CHAPTER XI

AMUSEMENTS

AS the traveller's first idea on reaching land after a long voyage is to enjoy himself, I am going to suggest several forms of amusement. Perhaps I had better begin by trying to answer what is sure to be his first question—"Where is the best tea-house with the prettiest geisha girls?"

We found that the most celebrated geishas were in Kyoto, where the dancing is classic, a model for the rest of the country. Here were also the best-trained maikos, or little dancers. The Ichiriki, or One-Power, Tea-house, which we visited, is one of the most famous in the country, for here in the long-ago Oishi, leader of the Forty-Seven Ronins, resorted in order to mislead the emissaries sent out to watch him by pretending dissipation and cowardliness. There is a shrine in the tea-house to the revered hero.

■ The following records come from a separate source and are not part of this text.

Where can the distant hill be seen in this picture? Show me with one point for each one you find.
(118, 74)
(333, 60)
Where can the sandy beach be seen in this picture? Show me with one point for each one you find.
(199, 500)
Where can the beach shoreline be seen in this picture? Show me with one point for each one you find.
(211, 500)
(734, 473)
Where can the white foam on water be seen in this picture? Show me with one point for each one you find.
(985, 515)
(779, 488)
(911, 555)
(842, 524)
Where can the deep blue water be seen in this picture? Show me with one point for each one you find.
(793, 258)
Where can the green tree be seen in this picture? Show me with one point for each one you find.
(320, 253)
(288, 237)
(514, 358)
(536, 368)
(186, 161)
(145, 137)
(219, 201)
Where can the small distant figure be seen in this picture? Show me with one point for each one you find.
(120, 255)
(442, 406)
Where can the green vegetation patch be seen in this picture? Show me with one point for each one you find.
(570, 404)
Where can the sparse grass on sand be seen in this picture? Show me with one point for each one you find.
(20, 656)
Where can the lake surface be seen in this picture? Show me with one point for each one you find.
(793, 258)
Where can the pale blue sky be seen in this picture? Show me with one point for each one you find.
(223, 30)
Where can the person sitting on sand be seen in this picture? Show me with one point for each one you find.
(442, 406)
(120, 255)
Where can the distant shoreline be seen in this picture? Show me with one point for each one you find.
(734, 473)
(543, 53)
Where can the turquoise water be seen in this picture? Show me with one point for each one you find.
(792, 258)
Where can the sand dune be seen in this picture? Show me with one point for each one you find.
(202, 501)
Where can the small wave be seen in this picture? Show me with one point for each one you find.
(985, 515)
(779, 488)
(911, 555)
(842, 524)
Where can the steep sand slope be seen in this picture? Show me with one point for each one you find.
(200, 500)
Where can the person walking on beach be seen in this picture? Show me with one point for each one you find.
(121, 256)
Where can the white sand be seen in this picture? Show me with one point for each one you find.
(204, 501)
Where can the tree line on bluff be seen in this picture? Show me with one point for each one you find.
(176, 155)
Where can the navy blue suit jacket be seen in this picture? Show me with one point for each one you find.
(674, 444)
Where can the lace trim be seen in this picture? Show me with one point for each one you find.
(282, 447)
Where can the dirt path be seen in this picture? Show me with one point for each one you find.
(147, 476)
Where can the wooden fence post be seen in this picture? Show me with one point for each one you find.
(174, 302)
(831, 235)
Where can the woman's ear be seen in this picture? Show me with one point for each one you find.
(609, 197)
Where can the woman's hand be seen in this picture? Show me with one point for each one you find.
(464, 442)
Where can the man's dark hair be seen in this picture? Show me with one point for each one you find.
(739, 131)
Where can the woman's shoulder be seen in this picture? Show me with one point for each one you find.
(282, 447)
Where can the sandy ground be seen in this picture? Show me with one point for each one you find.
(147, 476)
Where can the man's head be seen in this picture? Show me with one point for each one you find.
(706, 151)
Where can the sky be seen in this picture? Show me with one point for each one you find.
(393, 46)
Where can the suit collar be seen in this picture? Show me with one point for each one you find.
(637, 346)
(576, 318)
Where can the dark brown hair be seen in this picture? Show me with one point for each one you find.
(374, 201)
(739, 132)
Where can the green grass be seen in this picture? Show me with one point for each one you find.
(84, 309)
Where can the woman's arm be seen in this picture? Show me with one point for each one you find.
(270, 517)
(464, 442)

The place is very typical, with its clean-matted rooms and its tiny garden with miniature features of rock and water, its lanterns and stepping-stones, its gnarled trees and clumped bamboo. At the entrance to this tea-house we removed our shoes and passed over the soft mats into the simple, pretty rooms, open to the air and overlooking the lovely garden.

It took some time for the little entertainers to gather, for they are not used to haste. In the meantime we sat on mats while tea and saké were served by the naisan, or maids, who shave off their eyebrows in order to make themselves plainer and so set off the beauty of the dancers. They came slipping in and falling upon their knees before us, bowing low and presenting the tiny cups for drinking—all a matter of much ceremony and etiquette when politely done.